The problem here is that, after a while, this explore and solve puzzles mechanic starts to become pretty stale. Whilst you’ll likely find mastering world traversal rewarding after a while you start to dread having to make your way across the map again to find the next talisman. The boss fights for every level don’t help with this repetition either, with all of them being essentially the same for the first half and only deviating slightly for the second. It is made somewhat more palatable by the fact that you can’t fail any particular challenge, ensuring you’re not replaying whole sections again for a single mistake, but it still starts to grind after a while.

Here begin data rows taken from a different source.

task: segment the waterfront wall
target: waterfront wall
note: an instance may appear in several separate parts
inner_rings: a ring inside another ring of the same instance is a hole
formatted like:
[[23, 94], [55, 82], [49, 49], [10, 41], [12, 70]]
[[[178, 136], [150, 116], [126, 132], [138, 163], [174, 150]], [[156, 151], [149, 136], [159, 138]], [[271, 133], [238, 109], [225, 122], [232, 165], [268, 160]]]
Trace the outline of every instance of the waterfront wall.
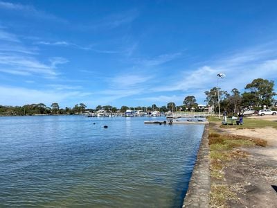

Whilst there’s no major technical issues to report there are a few design choices that make the game feel a little bit more clunky than it otherwise needed to be. For starters the need to fill the spirit meter to sprint which, when you’re moving from place to place, isn’t an issue but when it comes to solving the puzzles it starts to wear you down. The devs have taken great care to make most of the puzzle rooms tight and easy enough to traverse without needing to sprint, but many of the larger ones feel like slogs just because you have to slowly make your way through them. I can appreciate the idea of wanting the player to slow down for them but when 90% of the game is spent at a much higher speed being forced to crawl just doesn’t feel right.
The Pathless’ narrative is more overt than its predecessor, told through your interactions with the titular characters, the world and the various bits of flavour text scattered around the world. It’s certainly competent in its telling but I didn’t feel any emotional resonance with the characters, plot or the story’s conclusion. This could be due to my tiredness with the core game loop’s repetitive nature as I found myself only being able to play through one level per night at most before wanting to put it down. That being said I’ve sat through much worse stories from much larger developers, so it has that going for it at least.
I can see some classing The Pathless as something of a misstep for Giant Squid but in reality I think it’s more a sign of growing pains for them than anything else. The Pathless is an ambitious leap for the company, seeking to make a more broad experience that still contains all the elements that made their previous work so captivating. In many respects they still achieve that, with the visuals, themes and overall feeling of the game matching closely to that of its predecessors. Where it falls down is in adding more on top of that core exploration mechanic, relying too heavily on it and thinking that new environments to explore is sufficient to keep the player engaged. So whilst I’ll rate this lower than Abzu I’ll do so with a careful eye to the future, hoping that they can use this as a base to build something even greater.
The Pathless is available on PC, iOS, PlayStation 4 and PlayStation 5 right now $56.95. Game was played on the PC with 5.1 hours of total play time and 41% of the achievements unlocked.